Burkina Faso : les critères actualisés pour reconnaître une localité comme ville
Le gouvernement du Burkina Faso a franchi une étape majeure dans la gestion des espaces urbains en adoptant, lors d’une réunion du Conseil des ministres présidée par le Capitaine Ibrahim Traoré, un décret redéfinissant les critères permettant de qualifier une localité de ville.
Cette initiative s’inscrit dans un contexte où l’urbanisation s’accélère, transformant les dynamiques territoriales et posant des défis majeurs en matière de sécurité, de démographie et de développement socio-économique.
Une définition renouvelée pour refléter les réalités contemporaines
Le texte adopté établit désormais qu’une localité peut être considérée comme une ville si elle remplit plusieurs conditions précises au sein d’une commune pleinement opérationnelle :
- une zone bâtie de manière ininterrompue ;
- une population minimale de 15 000 habitants ;
- un réseau d’adduction d’eau potable fonctionnel ;
- un accès permanent à l’électricité ;
- une infrastructure de transport développée ;
- une économie principalement axée sur les secteurs secondaire et tertiaire.

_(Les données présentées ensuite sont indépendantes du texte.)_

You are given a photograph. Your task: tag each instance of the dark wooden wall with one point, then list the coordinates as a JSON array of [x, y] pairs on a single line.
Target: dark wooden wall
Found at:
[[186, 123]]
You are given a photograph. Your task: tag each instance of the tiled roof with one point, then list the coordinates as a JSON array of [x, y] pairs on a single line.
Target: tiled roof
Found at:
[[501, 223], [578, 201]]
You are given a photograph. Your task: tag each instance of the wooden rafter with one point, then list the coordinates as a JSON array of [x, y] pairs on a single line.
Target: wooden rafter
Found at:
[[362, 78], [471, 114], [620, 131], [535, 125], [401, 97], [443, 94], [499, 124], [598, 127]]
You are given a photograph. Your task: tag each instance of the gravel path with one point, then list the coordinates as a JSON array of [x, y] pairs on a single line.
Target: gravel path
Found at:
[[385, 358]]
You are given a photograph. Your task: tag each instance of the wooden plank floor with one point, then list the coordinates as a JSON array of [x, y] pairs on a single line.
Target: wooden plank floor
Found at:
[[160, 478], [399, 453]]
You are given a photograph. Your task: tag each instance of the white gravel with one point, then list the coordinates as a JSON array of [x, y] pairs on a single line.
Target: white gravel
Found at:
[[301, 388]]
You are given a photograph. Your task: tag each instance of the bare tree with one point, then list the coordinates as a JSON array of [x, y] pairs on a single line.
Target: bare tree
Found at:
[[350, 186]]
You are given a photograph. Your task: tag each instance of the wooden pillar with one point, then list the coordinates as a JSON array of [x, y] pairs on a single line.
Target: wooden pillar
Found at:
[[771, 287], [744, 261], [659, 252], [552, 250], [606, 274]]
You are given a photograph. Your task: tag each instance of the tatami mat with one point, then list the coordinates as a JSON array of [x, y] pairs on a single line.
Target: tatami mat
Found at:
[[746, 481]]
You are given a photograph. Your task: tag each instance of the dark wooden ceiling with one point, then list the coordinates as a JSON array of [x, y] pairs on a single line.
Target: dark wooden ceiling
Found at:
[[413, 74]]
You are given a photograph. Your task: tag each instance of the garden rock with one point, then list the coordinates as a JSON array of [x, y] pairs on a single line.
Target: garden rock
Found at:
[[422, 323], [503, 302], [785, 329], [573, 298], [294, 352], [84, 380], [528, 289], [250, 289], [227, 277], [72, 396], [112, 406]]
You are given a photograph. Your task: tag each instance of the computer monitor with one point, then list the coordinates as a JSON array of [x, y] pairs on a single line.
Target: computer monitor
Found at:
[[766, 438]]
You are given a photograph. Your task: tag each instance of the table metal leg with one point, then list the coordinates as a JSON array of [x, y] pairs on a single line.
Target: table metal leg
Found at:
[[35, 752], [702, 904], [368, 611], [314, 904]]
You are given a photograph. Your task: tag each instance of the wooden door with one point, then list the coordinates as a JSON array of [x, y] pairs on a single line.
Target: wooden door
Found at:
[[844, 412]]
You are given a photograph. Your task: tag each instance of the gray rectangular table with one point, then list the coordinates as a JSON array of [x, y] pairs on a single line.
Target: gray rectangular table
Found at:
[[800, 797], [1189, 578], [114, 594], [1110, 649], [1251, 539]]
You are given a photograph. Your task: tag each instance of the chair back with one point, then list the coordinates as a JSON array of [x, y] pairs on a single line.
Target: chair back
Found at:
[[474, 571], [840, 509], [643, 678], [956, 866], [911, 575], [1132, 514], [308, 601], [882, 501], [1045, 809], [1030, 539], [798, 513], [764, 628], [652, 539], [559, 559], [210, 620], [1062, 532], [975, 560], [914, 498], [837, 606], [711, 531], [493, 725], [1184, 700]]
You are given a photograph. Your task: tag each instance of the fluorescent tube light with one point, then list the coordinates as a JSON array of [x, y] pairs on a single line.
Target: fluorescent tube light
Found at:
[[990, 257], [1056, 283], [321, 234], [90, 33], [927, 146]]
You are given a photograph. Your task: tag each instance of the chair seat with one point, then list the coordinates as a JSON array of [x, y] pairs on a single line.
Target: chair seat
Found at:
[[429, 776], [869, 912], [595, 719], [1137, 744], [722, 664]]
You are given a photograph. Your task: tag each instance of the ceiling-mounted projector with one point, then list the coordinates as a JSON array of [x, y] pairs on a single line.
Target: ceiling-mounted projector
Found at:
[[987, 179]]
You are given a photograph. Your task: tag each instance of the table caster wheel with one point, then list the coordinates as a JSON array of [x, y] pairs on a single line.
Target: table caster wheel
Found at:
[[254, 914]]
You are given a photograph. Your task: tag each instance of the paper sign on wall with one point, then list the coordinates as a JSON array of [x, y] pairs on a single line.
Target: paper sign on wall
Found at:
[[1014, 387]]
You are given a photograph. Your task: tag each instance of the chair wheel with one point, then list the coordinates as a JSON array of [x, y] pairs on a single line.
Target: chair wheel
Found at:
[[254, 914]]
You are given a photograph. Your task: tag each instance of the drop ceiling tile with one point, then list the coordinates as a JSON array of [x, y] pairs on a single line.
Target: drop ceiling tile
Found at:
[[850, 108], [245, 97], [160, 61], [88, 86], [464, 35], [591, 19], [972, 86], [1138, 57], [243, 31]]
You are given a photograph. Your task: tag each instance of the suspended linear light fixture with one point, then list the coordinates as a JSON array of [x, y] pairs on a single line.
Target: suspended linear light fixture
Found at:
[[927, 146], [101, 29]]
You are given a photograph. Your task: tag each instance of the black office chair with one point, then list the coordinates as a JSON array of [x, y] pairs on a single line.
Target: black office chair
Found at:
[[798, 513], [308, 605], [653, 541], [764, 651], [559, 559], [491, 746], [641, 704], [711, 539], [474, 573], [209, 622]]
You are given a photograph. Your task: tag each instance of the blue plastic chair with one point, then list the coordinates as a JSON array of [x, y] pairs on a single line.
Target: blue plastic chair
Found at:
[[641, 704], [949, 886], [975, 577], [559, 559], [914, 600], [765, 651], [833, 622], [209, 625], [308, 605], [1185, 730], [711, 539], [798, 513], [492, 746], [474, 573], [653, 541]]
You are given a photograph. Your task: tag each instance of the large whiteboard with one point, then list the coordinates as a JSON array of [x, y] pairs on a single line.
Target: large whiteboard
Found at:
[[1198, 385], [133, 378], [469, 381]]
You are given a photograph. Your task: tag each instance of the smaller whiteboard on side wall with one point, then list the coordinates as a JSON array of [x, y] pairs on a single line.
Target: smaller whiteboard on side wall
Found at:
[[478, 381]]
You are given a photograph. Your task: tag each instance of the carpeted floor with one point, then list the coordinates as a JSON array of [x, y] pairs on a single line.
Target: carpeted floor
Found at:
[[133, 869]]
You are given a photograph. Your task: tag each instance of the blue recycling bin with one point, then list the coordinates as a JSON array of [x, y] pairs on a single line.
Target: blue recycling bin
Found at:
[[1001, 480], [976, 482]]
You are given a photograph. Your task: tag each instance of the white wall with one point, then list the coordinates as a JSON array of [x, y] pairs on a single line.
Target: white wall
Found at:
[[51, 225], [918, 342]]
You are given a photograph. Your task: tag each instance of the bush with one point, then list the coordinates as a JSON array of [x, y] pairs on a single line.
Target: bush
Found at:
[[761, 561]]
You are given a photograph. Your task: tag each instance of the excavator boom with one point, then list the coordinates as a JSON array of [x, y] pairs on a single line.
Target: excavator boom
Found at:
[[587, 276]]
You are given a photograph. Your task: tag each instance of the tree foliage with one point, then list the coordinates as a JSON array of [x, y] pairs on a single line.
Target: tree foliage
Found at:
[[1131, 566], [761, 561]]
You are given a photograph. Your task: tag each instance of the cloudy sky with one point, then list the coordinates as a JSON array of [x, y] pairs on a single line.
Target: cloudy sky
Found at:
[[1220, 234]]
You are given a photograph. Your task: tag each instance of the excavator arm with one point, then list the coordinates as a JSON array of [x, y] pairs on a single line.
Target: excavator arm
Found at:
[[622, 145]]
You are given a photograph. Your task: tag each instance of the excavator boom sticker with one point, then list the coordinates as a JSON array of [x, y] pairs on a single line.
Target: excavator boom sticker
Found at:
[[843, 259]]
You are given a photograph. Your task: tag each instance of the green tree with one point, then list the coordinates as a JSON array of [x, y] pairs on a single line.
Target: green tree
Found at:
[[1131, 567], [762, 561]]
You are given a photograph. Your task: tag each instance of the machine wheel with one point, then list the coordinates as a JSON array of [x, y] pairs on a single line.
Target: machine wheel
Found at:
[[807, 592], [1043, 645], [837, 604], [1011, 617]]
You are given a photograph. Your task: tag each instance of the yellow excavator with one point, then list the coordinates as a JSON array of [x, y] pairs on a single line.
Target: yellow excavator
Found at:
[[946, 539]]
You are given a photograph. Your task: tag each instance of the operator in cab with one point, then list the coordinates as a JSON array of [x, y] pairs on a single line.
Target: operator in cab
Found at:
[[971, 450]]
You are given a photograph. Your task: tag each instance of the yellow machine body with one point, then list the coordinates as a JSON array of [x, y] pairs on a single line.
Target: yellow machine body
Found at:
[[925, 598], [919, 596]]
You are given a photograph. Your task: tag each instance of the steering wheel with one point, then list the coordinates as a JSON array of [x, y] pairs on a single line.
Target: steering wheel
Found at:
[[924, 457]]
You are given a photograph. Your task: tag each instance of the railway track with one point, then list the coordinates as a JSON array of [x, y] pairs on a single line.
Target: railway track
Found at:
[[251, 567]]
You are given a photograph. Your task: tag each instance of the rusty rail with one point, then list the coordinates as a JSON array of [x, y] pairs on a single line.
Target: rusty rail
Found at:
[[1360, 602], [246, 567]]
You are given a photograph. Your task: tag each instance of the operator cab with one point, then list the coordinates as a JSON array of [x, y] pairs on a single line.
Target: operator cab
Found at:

Par ailleurs, le décret reconnaît systématiquement comme villes les chefs-lieux de province ainsi que les chefs-lieux de communes de plein exercice, indépendamment de leur nombre d’habitants.
Une classification urbaine pour des politiques ciblées
Le nouveau cadre introduit une segmentation des centres urbains en trois catégories distinctes :
- les métropoles ;
- les villes moyennes ;
- les petites villes.
Cette répartition vise à affiner les stratégies de planification territoriale et à adapter les politiques publiques aux spécificités de chaque type de ville, qu’il s’agisse d’infrastructures, de services publics ou de développement économique.
Un levier pour une planification urbaine moderne
Pour les autorités, cette réforme représente une mise à jour indispensable, car la définition précédente, datant de la Politique nationale de l’habitat et du développement urbain de 2008, ne correspondait plus aux enjeux actuels du pays.
Le décret offre ainsi un outil actualisé pour guider les actions de l’État et des collectivités locales, facilitant une gestion plus efficace des territoires, une meilleure allocation des ressources et une gouvernance adaptée aux mutations en cours.